“Are you a bear, a squirrel, a turtle, or a fox?” author David X Martin asks on the cover of The Nature of Risk, a beautifully illustrated book that makes clear the different approaches people take to considering risk. Published in 2012, this is Martin’s second book on risk management. His first was Risk and the Smart Investor.
The reviews are in:
“Garrison Keillor once remarked that cats are intended to teach us that not everything in nature has a function, but David X Martin rounded up a menagerie of forest animals to ferret out the risk function. As an introduction to risk, the book should get people thinking about everyday risk around them in the same way that Spencer Johnson’s 1998 Who Moved My Cheese got its readers thinking about the impact of change on them and their careers. Things should be made as simple as possible, but no simpler, Albert Einstein advised. David Martin’s The Nature of Risk meets that standard.”
–Dev Strischek, The RMA Journal
“Those who wrangle daily with risk can often provide insight to the broader nature of uncertainty, peril and payoff. In the investment realm, David X Martin, a senior adviser at management consultancy Oliver Wyman, has written…The Nature of Risk, a short parable for newer investors which portrays different types of risk-takers as forest animals, showing the strengths and weaknesses of each.”

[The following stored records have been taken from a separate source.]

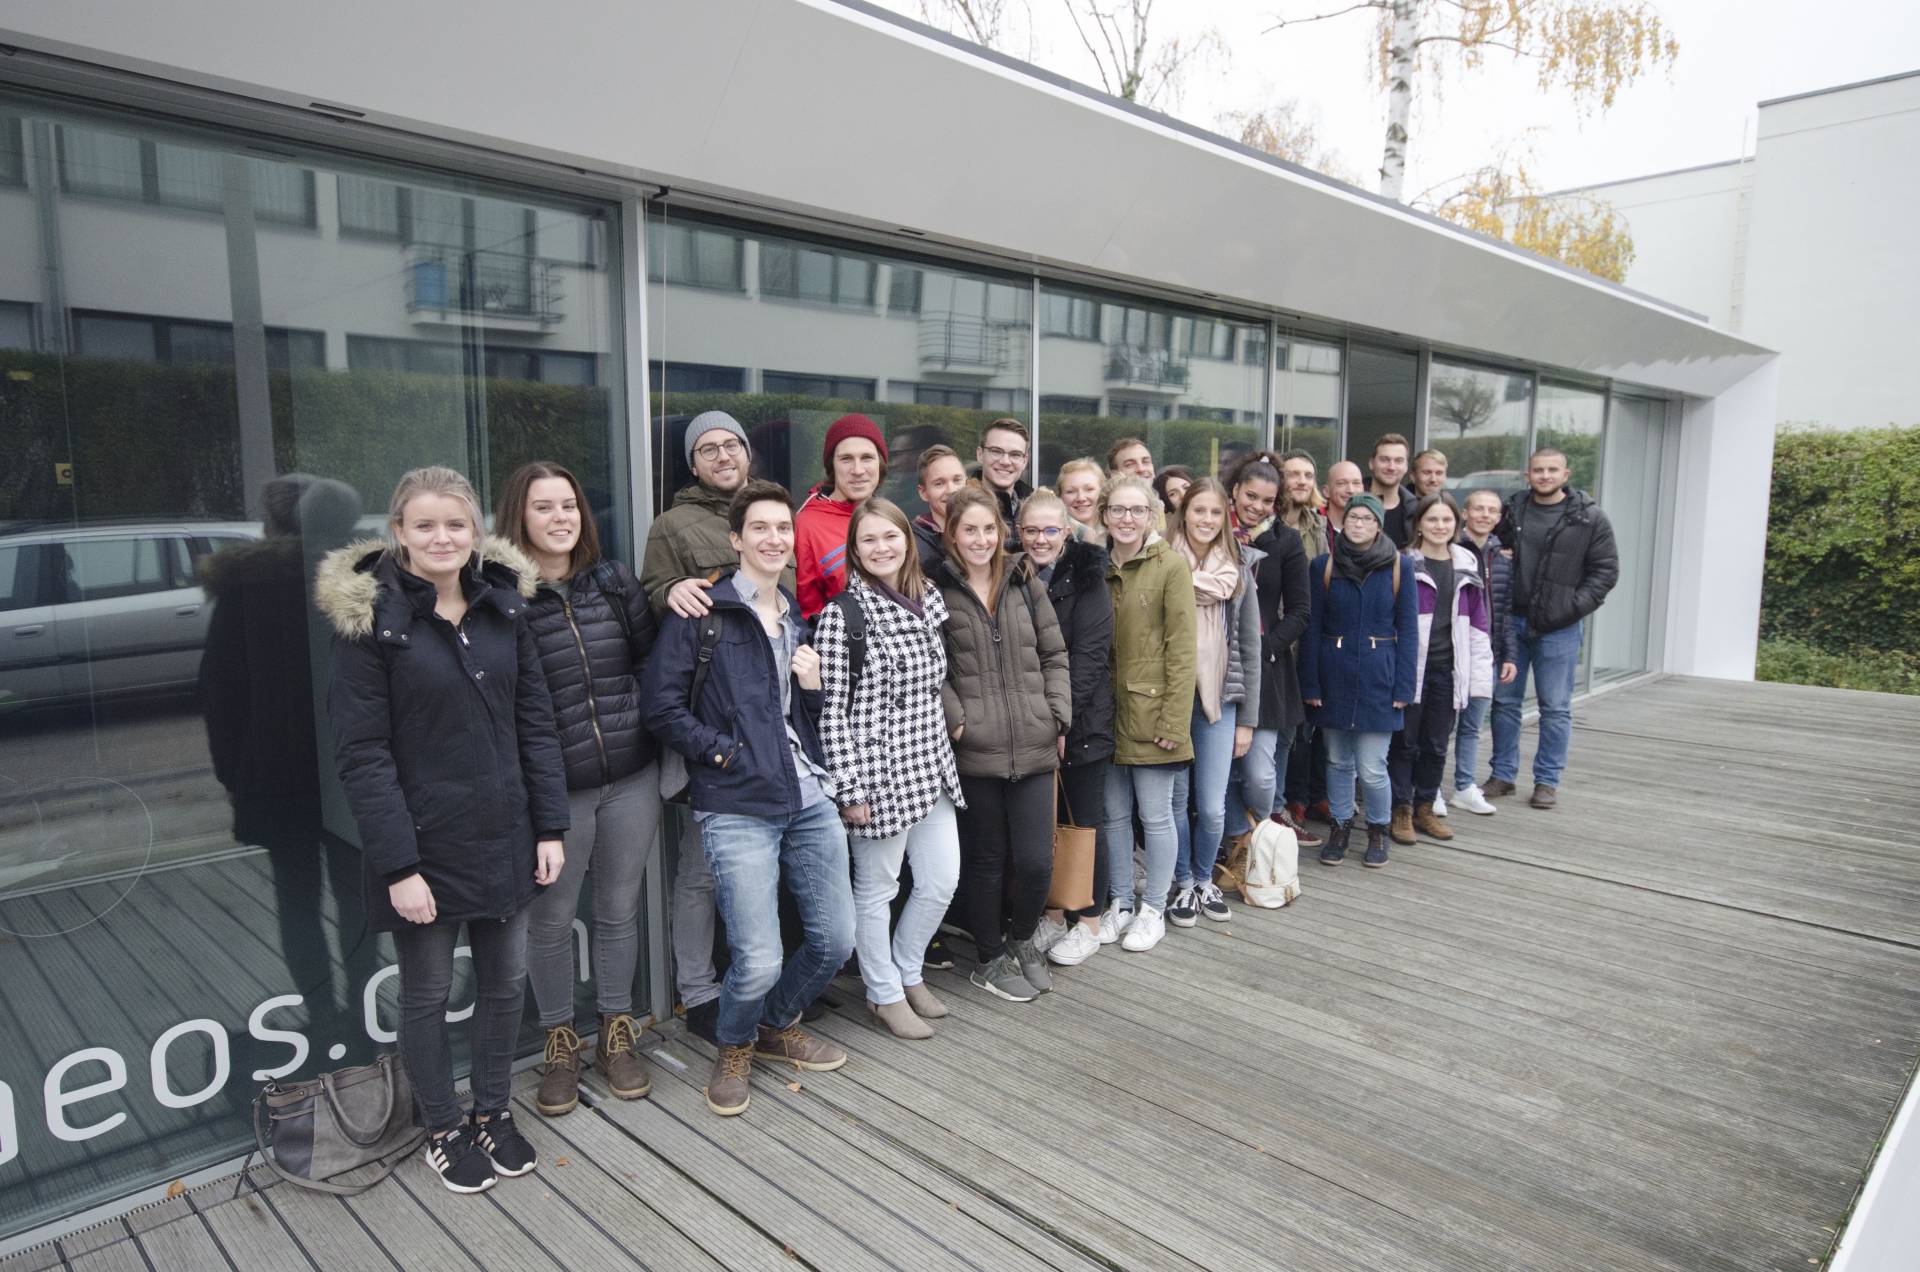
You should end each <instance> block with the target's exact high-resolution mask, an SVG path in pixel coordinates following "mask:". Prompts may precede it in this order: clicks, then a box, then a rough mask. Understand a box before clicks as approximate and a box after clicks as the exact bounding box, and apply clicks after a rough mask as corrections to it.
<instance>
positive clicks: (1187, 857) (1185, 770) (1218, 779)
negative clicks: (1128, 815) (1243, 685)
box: [1173, 697, 1238, 888]
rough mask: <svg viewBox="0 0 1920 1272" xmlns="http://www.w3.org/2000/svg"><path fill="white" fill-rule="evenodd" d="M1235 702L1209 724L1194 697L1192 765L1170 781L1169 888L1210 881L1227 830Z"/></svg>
mask: <svg viewBox="0 0 1920 1272" xmlns="http://www.w3.org/2000/svg"><path fill="white" fill-rule="evenodd" d="M1235 719H1238V715H1236V709H1235V703H1231V701H1223V703H1221V705H1219V719H1217V721H1213V722H1212V724H1208V719H1206V711H1202V709H1200V699H1198V697H1194V719H1192V738H1194V763H1192V765H1187V767H1181V771H1179V776H1175V778H1173V828H1175V840H1177V844H1175V851H1173V886H1175V888H1190V886H1192V884H1210V882H1213V863H1215V861H1217V859H1219V838H1221V834H1223V832H1225V830H1227V778H1229V774H1231V772H1233V722H1235ZM1188 792H1190V794H1192V805H1194V820H1192V822H1190V824H1188V820H1187V797H1188Z"/></svg>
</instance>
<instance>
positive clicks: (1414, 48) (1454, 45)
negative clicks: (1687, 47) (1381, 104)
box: [1269, 0, 1680, 200]
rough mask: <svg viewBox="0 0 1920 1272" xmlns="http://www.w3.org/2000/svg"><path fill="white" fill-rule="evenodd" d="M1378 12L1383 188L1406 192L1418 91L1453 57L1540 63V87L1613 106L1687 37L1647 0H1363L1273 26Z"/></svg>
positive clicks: (1536, 68)
mask: <svg viewBox="0 0 1920 1272" xmlns="http://www.w3.org/2000/svg"><path fill="white" fill-rule="evenodd" d="M1361 12H1369V13H1373V15H1375V42H1377V56H1379V67H1380V86H1382V88H1384V90H1386V142H1384V146H1382V150H1380V194H1384V196H1386V198H1392V200H1402V198H1404V188H1405V175H1407V150H1409V144H1411V136H1409V129H1411V119H1413V92H1415V86H1417V85H1419V83H1421V79H1423V77H1434V75H1438V73H1440V71H1442V67H1444V60H1446V58H1450V60H1452V61H1455V63H1457V65H1459V67H1461V69H1469V71H1471V69H1476V67H1478V65H1480V63H1482V61H1484V58H1486V54H1488V50H1500V52H1505V54H1511V56H1513V58H1523V60H1528V61H1532V63H1534V67H1536V71H1538V83H1540V88H1542V92H1544V90H1549V88H1559V90H1563V92H1567V94H1569V98H1571V100H1572V102H1574V106H1576V108H1580V110H1607V108H1609V106H1613V98H1615V94H1619V90H1620V88H1624V86H1626V85H1630V83H1634V81H1636V79H1640V77H1642V75H1645V73H1649V71H1655V69H1659V67H1672V63H1674V58H1678V56H1680V44H1678V42H1676V40H1674V38H1672V35H1668V31H1667V27H1665V23H1663V21H1661V15H1659V13H1657V12H1655V10H1653V8H1651V6H1649V4H1645V2H1644V0H1356V2H1354V4H1348V6H1344V8H1338V10H1331V12H1325V13H1309V15H1304V17H1286V15H1279V17H1277V21H1275V23H1273V27H1269V31H1283V29H1286V27H1298V25H1304V23H1315V21H1329V19H1334V17H1344V15H1348V13H1361Z"/></svg>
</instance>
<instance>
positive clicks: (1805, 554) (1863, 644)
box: [1761, 428, 1920, 655]
mask: <svg viewBox="0 0 1920 1272" xmlns="http://www.w3.org/2000/svg"><path fill="white" fill-rule="evenodd" d="M1916 624H1920V428H1874V430H1860V432H1782V434H1780V436H1778V438H1776V440H1774V488H1772V507H1770V513H1768V523H1766V588H1764V594H1763V599H1761V638H1763V640H1791V642H1799V644H1805V646H1809V648H1812V649H1818V651H1824V653H1830V655H1851V653H1855V651H1862V649H1864V651H1897V653H1907V651H1914V649H1916V646H1920V638H1916V630H1914V628H1916Z"/></svg>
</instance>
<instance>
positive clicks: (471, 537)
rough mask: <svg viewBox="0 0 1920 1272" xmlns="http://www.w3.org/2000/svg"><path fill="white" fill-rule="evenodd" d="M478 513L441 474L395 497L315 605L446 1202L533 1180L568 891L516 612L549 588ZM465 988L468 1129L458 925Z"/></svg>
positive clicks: (355, 547)
mask: <svg viewBox="0 0 1920 1272" xmlns="http://www.w3.org/2000/svg"><path fill="white" fill-rule="evenodd" d="M480 525H482V521H480V501H478V500H476V498H474V492H472V486H468V484H467V478H465V477H461V475H459V473H453V471H451V469H415V471H413V473H407V475H405V477H401V478H399V486H397V488H396V490H394V501H392V515H390V521H388V534H390V536H392V542H378V540H363V542H359V544H348V546H346V548H340V550H336V551H330V553H326V559H324V561H323V563H321V569H319V575H317V578H315V586H313V594H315V603H317V605H319V607H321V613H324V615H326V619H328V621H330V623H332V624H334V632H336V634H334V655H332V678H330V686H328V694H326V713H328V719H330V721H332V726H334V757H336V765H338V769H340V782H342V786H344V788H346V794H348V803H349V807H351V809H353V820H355V824H357V826H359V836H361V859H363V876H365V882H367V922H369V926H372V928H374V930H378V932H392V934H394V949H396V951H397V955H399V1053H401V1057H403V1059H405V1063H407V1074H409V1076H411V1078H413V1095H415V1103H417V1105H419V1113H420V1120H422V1122H424V1126H426V1130H428V1134H430V1139H428V1145H426V1162H428V1164H430V1166H432V1168H434V1170H436V1172H438V1174H440V1178H442V1182H444V1184H445V1186H447V1187H449V1189H453V1191H457V1193H478V1191H484V1189H488V1187H492V1186H493V1182H495V1172H497V1174H509V1176H513V1174H526V1172H528V1170H532V1168H534V1164H536V1157H534V1147H532V1145H530V1143H528V1141H526V1137H524V1136H522V1134H520V1132H518V1128H516V1126H515V1124H513V1113H511V1111H509V1095H511V1089H509V1084H511V1080H513V1053H515V1040H516V1036H518V1032H520V1011H522V1005H524V999H526V918H528V907H530V905H532V901H534V895H536V888H545V886H547V884H551V882H553V880H555V878H559V872H561V867H563V863H564V851H563V845H561V844H563V836H564V834H566V828H568V813H566V772H564V767H563V761H561V738H559V732H557V730H555V726H553V703H551V701H549V699H547V680H545V676H543V674H541V669H540V651H538V648H536V644H534V632H532V628H530V626H528V624H526V601H528V598H532V596H534V590H536V586H538V582H540V571H538V569H536V567H534V563H532V561H530V559H528V557H526V553H522V551H520V550H518V548H515V546H513V544H509V542H507V540H501V538H488V540H484V542H482V540H480ZM463 924H465V926H467V945H468V951H470V957H472V972H474V1015H472V1032H470V1055H472V1091H474V1111H472V1120H467V1118H463V1116H461V1105H459V1101H457V1097H455V1093H453V1053H451V1047H449V1040H447V1024H445V1011H447V999H449V995H451V991H453V951H455V947H457V945H459V938H461V926H463Z"/></svg>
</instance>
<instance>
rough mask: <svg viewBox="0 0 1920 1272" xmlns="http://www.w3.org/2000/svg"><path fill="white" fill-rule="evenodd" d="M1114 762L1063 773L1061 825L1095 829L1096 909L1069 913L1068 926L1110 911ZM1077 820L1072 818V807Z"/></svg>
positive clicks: (1086, 766) (1094, 883)
mask: <svg viewBox="0 0 1920 1272" xmlns="http://www.w3.org/2000/svg"><path fill="white" fill-rule="evenodd" d="M1110 763H1114V761H1110V759H1094V761H1087V763H1085V765H1073V767H1069V769H1062V771H1060V807H1058V809H1056V811H1058V815H1060V824H1062V826H1066V824H1073V826H1094V830H1096V834H1094V840H1092V844H1094V847H1092V905H1091V907H1089V909H1083V911H1066V917H1068V922H1075V920H1081V918H1098V917H1100V915H1102V913H1104V911H1106V769H1108V765H1110ZM1069 803H1071V807H1073V817H1071V819H1069V817H1068V805H1069Z"/></svg>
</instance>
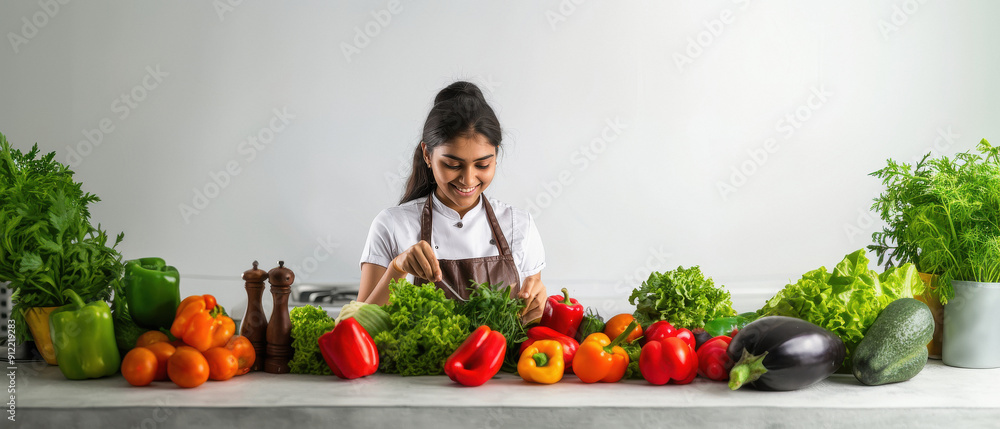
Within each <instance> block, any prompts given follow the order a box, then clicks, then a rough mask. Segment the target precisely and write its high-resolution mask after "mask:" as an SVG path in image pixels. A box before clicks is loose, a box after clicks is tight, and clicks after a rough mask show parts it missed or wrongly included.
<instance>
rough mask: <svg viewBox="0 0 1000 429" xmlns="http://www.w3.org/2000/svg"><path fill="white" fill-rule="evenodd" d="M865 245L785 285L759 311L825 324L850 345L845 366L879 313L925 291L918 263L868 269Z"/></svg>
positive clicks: (807, 273) (867, 259) (824, 324)
mask: <svg viewBox="0 0 1000 429" xmlns="http://www.w3.org/2000/svg"><path fill="white" fill-rule="evenodd" d="M868 263H869V260H868V257H867V256H866V255H865V250H864V249H861V250H858V251H856V252H854V253H851V254H849V255H847V256H845V257H844V259H843V260H842V261H840V263H839V264H837V266H835V267H834V268H833V271H832V272H827V271H826V267H819V268H818V269H815V270H812V271H809V272H807V273H805V274H803V275H802V278H801V279H799V280H798V281H797V282H795V283H794V284H789V285H787V286H785V288H784V289H782V290H781V291H779V292H778V293H777V294H776V295H774V297H772V298H771V299H769V300H768V301H767V303H766V304H765V305H764V308H761V309H760V310H757V314H759V315H760V316H761V317H763V316H788V317H795V318H799V319H803V320H806V321H808V322H810V323H812V324H814V325H817V326H820V327H822V328H824V329H826V330H828V331H830V332H832V333H834V334H835V335H837V336H838V337H840V339H842V340H843V341H844V344H845V345H846V346H847V357H846V358H845V360H844V365H845V368H850V362H851V359H850V358H851V353H853V352H854V348H855V347H857V345H858V343H860V342H861V339H862V338H864V336H865V333H866V332H868V328H869V327H870V326H871V325H872V323H874V322H875V318H876V317H877V316H878V314H879V312H881V311H882V309H883V308H885V307H886V306H887V305H889V303H890V302H892V301H895V300H897V299H899V298H906V297H913V296H914V295H919V294H922V293H923V291H924V283H923V281H922V280H920V276H919V275H918V274H917V269H916V267H915V266H914V265H913V264H904V265H902V266H899V267H894V268H890V269H888V270H886V271H885V272H884V273H882V274H881V275H880V274H878V273H876V272H875V271H872V270H870V269H869V268H868Z"/></svg>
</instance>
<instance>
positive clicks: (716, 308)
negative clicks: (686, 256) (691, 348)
mask: <svg viewBox="0 0 1000 429" xmlns="http://www.w3.org/2000/svg"><path fill="white" fill-rule="evenodd" d="M628 301H629V303H630V304H632V305H634V306H635V313H634V315H635V320H636V321H638V322H639V323H640V324H641V325H642V326H649V324H651V323H653V322H656V321H658V320H666V321H669V322H670V323H671V324H672V325H674V326H677V327H679V328H688V329H694V328H701V327H703V326H705V322H707V321H709V320H712V319H718V318H720V317H727V316H735V315H736V310H733V302H732V300H731V298H730V295H729V292H728V291H726V290H725V289H721V288H716V287H715V282H713V281H712V278H711V277H709V278H705V276H704V275H703V274H702V273H701V269H700V268H699V267H698V266H694V267H691V268H684V267H677V269H676V270H673V271H667V272H665V273H659V272H653V273H652V274H650V275H649V279H647V280H646V281H644V282H642V285H641V286H639V288H637V289H634V290H632V295H631V296H629V298H628Z"/></svg>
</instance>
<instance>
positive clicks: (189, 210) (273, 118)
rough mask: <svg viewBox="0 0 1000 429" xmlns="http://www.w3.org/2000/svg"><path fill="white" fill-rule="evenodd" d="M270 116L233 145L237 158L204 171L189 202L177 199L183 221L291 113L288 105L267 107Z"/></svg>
mask: <svg viewBox="0 0 1000 429" xmlns="http://www.w3.org/2000/svg"><path fill="white" fill-rule="evenodd" d="M271 113H272V115H271V118H270V119H269V120H268V122H267V126H264V127H261V128H260V129H259V130H257V131H256V132H254V133H250V134H248V135H247V138H246V139H244V140H243V141H241V142H239V143H238V144H237V145H236V152H237V153H239V154H240V155H241V160H242V163H241V161H240V160H238V159H231V160H229V161H228V162H226V164H225V165H224V166H223V168H222V169H220V170H219V171H211V172H209V173H208V178H209V180H208V181H207V182H205V184H204V185H202V186H201V187H196V188H193V189H192V196H191V203H190V204H188V203H180V204H178V205H177V210H178V211H179V212H180V215H181V218H183V219H184V224H185V225H188V224H190V223H191V217H192V216H195V215H198V214H201V213H202V212H203V211H204V210H205V209H207V208H208V206H209V205H210V204H211V203H212V201H213V200H215V199H216V198H218V197H219V195H220V194H221V193H222V191H223V190H225V189H226V188H227V187H229V185H230V184H231V183H232V181H233V178H235V177H236V176H239V175H240V173H242V172H243V168H244V167H246V166H247V165H250V163H252V162H253V161H254V160H256V159H257V156H258V154H259V153H260V152H262V151H264V150H265V149H267V145H269V144H271V143H272V142H274V139H275V137H276V136H277V135H278V134H280V133H281V132H282V131H284V130H285V129H286V128H288V124H290V123H291V121H292V119H295V115H292V114H291V113H288V107H287V106H285V107H282V108H281V109H280V110H279V109H278V108H274V109H271Z"/></svg>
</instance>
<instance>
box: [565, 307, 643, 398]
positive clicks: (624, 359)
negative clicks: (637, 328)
mask: <svg viewBox="0 0 1000 429" xmlns="http://www.w3.org/2000/svg"><path fill="white" fill-rule="evenodd" d="M636 326H638V323H636V321H635V320H633V321H632V323H630V324H629V325H628V327H627V328H626V329H625V330H624V331H622V333H621V334H620V335H618V337H616V338H615V339H614V341H612V340H611V339H610V338H608V336H607V335H604V334H603V333H600V332H595V333H593V334H590V335H588V336H587V338H586V339H584V340H583V343H580V348H579V349H578V350H577V351H576V356H574V357H573V372H575V373H576V376H577V377H579V378H580V381H582V382H584V383H596V382H598V381H601V382H605V383H616V382H618V381H619V380H621V379H622V377H624V376H625V370H626V369H627V368H628V353H626V352H625V349H623V348H621V347H620V346H618V344H621V342H622V341H625V339H626V338H628V336H629V334H631V333H632V330H633V329H635V327H636Z"/></svg>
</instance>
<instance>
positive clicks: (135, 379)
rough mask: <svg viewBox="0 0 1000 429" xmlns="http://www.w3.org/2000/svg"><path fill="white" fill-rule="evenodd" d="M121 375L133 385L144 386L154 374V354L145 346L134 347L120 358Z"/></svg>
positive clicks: (151, 382)
mask: <svg viewBox="0 0 1000 429" xmlns="http://www.w3.org/2000/svg"><path fill="white" fill-rule="evenodd" d="M122 375H123V376H124V377H125V381H127V382H128V384H131V385H133V386H146V385H148V384H149V383H152V382H153V377H154V376H155V375H156V355H155V354H153V352H152V351H150V350H149V349H147V348H145V347H136V348H134V349H132V350H129V352H128V353H127V354H126V355H125V358H124V359H122Z"/></svg>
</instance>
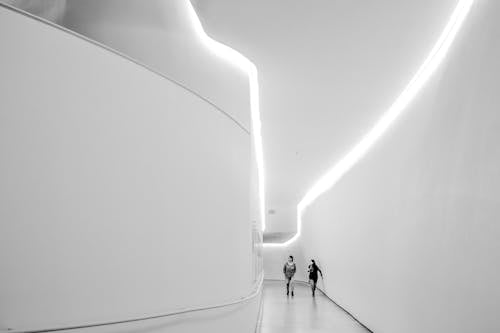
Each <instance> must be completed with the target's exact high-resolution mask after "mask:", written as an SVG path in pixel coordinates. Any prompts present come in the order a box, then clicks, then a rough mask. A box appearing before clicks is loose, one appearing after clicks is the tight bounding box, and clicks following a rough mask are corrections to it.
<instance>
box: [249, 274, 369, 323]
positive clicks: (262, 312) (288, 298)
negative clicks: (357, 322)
mask: <svg viewBox="0 0 500 333" xmlns="http://www.w3.org/2000/svg"><path fill="white" fill-rule="evenodd" d="M262 307H263V308H262V318H261V322H260V328H259V330H258V331H257V332H258V333H282V332H283V333H292V332H293V333H299V332H304V333H306V332H318V333H320V332H342V333H361V332H368V331H367V330H366V329H364V328H363V327H362V326H361V325H359V324H358V323H356V322H355V321H354V320H353V319H352V318H351V317H349V316H348V315H347V314H346V313H345V312H344V311H342V310H341V309H340V308H339V307H337V306H336V305H335V304H334V303H332V302H331V301H330V300H328V298H326V296H324V295H323V294H322V293H321V292H320V291H317V293H316V297H314V298H313V297H311V290H310V288H309V287H308V286H307V285H304V284H301V283H296V285H295V296H294V297H291V296H289V297H287V296H286V295H285V282H284V281H266V282H265V285H264V292H263V302H262Z"/></svg>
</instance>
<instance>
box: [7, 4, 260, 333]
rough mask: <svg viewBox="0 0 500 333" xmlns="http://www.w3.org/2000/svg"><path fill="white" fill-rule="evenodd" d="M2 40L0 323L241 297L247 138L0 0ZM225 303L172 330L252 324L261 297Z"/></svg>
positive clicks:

–Sue Shellenbarger, The Wall Street Journal
“Several weeks ago I read a review of David Martin’s The Nature of Risk in The RMA Journal and bought a copy. It is a brief (75 pages) Aesopian fable on the nature of risk as seen through the eyes of numerous animals: red and gray squirrels, rabbit, beaver, bear, turtle, deer, eagle, rat snake, woodpecker and a fox… Brief, simplistic, but amusing.”